In self-directed behavior therapy, Brian began using the Four Steps. He shook his head as he described what he went through. “It’s work, I’ll tell you, it’s work. It’s a war.” The moment of truth came when, on a new job at a car dealership, he spotted six palettes of batteries right outside his office door, inches away. His first instinct was to order them moved. Then he told himself, “No, you’ve just gotta put your foot down, take a stand, and fight.” He left the batteries there, and the batteries were still there the day he left that job. Brian knew that if he didn’t hold his ground, if he didn’t Relabel and Reattribute his fear of battery acid, “I would just have to keep running away.” He was even able to joke that the batteries were still there, “and I haven’t been eaten yet.” He tries to practice the Four Steps religiously, always reminding himself, “This is OCD. This is nonsense.” Sometimes he backslides. But if he lets his OCD get the upper hand, he knows, “Everything will wind up being contaminated in my mind, from the phone to the microwave oven.”
ANNA
Anna, the philosophy student, had been diagnosed by a therapist who told her that her jealousy and doubts about her boyfriend were “just a Freudian obsession with your mother’s breasts.” Though Anna knew that this was “totally stupid,” she didn’t know she had OCD until she was diagnosed at UCLA. She and Guy are now happily married, but they came close to breaking up because of her relentless and senseless questioning of him: What had he eaten that day? Who had he dated as a teenager? What did she look like? Where did he take her? With absolutely no cause to do so, she interrogated Guy over and over about whether he looked at girlie magazines and whether he drank to excess. Although Anna understood that she clung to certain insecurities because of past relationships with men who had drug or
drinking problems, it wasn’t until she learned that she had OCD that she began to understand her absurd actions.

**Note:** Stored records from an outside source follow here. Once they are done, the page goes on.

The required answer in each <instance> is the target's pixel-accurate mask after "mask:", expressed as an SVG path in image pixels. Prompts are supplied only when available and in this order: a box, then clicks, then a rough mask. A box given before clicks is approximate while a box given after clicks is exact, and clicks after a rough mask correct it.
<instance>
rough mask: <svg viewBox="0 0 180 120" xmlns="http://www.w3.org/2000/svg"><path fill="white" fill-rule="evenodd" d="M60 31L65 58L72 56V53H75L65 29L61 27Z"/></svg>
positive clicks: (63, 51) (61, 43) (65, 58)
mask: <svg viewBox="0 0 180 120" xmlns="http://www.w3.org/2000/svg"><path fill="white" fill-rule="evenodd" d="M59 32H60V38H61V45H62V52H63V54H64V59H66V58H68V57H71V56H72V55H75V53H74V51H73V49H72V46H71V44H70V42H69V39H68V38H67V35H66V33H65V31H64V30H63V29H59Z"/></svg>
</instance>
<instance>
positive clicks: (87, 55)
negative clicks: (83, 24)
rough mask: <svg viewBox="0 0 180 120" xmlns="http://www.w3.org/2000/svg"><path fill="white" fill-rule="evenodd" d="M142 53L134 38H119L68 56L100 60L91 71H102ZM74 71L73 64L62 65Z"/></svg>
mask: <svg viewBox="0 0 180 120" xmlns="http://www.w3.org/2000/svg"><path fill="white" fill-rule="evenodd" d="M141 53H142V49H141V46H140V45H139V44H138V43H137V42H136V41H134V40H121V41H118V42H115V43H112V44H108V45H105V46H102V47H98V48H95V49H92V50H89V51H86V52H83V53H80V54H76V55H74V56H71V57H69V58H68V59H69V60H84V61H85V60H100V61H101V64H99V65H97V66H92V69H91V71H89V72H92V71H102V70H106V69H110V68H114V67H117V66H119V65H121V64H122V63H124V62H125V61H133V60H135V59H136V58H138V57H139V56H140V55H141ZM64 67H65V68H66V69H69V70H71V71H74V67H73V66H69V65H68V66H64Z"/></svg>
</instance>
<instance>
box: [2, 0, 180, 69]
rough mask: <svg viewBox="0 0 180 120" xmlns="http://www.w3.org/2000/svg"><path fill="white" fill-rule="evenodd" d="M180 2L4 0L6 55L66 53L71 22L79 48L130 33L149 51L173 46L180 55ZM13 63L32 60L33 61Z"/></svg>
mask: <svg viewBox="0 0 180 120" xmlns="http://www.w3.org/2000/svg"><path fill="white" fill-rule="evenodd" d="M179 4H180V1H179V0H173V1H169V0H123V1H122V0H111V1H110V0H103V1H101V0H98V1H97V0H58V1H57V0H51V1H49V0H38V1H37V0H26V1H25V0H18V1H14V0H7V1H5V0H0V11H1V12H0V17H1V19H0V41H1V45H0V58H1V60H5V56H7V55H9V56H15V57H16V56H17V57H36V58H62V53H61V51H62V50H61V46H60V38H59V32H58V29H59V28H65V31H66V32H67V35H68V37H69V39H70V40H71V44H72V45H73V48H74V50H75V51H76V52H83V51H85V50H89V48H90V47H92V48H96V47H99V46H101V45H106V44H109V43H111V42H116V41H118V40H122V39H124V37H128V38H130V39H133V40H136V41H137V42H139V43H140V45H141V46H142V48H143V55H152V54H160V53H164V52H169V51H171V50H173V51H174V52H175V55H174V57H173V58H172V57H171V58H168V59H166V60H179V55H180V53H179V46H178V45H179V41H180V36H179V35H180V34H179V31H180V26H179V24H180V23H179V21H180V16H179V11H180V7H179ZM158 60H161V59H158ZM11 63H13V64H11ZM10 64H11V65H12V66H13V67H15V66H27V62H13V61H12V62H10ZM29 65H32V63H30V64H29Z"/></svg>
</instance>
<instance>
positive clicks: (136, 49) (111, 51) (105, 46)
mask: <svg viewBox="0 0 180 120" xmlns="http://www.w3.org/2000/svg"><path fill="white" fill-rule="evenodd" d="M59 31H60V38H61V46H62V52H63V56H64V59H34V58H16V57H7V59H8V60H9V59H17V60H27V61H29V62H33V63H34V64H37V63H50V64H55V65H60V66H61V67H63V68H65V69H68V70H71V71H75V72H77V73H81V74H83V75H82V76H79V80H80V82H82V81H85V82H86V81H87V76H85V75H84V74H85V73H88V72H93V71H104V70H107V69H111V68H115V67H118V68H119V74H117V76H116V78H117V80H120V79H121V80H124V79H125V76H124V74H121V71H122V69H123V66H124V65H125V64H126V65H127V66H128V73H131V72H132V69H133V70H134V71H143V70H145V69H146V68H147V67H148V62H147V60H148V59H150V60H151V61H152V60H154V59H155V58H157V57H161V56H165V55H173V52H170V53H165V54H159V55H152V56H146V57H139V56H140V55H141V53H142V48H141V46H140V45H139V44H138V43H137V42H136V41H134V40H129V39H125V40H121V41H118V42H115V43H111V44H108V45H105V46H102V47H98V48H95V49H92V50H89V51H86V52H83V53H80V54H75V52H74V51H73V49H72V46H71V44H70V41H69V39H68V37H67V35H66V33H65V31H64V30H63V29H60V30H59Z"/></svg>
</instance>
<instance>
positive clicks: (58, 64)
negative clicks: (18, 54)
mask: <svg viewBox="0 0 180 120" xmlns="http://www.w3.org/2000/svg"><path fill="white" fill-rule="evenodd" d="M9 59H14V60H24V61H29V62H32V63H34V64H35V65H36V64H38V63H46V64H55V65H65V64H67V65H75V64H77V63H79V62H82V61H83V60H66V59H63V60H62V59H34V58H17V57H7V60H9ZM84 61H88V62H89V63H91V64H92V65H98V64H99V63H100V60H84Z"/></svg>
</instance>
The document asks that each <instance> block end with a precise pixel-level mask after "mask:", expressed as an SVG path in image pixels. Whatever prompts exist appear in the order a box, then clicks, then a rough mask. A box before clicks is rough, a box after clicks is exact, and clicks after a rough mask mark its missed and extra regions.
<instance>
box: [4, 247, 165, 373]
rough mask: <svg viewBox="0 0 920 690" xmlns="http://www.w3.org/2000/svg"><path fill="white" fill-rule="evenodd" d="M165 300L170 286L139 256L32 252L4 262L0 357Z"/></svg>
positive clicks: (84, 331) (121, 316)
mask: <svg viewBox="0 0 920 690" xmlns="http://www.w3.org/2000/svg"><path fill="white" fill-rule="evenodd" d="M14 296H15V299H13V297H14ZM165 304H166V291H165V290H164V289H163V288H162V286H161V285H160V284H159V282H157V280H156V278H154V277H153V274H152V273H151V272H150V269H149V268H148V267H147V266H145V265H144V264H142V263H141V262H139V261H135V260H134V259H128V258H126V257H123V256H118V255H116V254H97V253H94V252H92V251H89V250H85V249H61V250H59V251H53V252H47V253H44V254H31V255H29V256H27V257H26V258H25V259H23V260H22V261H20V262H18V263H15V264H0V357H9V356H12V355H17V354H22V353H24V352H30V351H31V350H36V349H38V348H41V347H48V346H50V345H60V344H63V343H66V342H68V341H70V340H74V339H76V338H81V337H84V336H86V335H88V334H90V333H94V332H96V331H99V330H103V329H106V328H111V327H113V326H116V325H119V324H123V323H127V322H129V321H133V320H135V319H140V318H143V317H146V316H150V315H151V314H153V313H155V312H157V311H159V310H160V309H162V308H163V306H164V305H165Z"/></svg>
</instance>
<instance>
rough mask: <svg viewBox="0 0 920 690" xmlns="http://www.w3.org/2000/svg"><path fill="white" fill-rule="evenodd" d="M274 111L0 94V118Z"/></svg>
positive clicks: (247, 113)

In high school, Anna had become obsessed with Cheryl Tiegs after Anna’s first real boyfriend, who wasn’t very ardent in his affections, mentioned in passing that he thought Tiegs was good-looking. “This woman drove me mad,” Anna recalled. “It was making me physically ill.” Some time later, Anna learned that her boyfriend was homosexual, which explained why he wasn’t more amorous. But this knowledge only exacerbated Anna’s insecurities, and years later she would lie in bed with Guy and suddenly think, “What if my husband is gay?” Naturally, it was another of the questions with which she bombarded the poor man.
Each day, Anna would grill Guy about his activities, down to whether he had butter or margarine on his bread for lunch. If there were minute discrepancies in his answers, since he repeated them somewhat absentmindedly, Anna’s whole world would crumble “because there was one card in the house of cards that would fall down.” She couldn’t stop her questioning, even though she realized her behavior was “appallingly shrewish.”
Through our Four-Step self-directed therapy, Anna was gradually able to conquer her obsessions. She considered it a significant sign of recovery when a Victoria’s Secret catalog came in the mail and she was able to leave it lying around where Guy might see it. Now, if an obsession intrudes, she tells herself, “Okay, it’s not going to help me to dwell on this now. If it’s real, and there’s a real component, it’ll be clearer when the OCD is not intruding.” Of course, it never is real. This is another example of that crucial principle: If it feels like it might be OCD, it is OCD.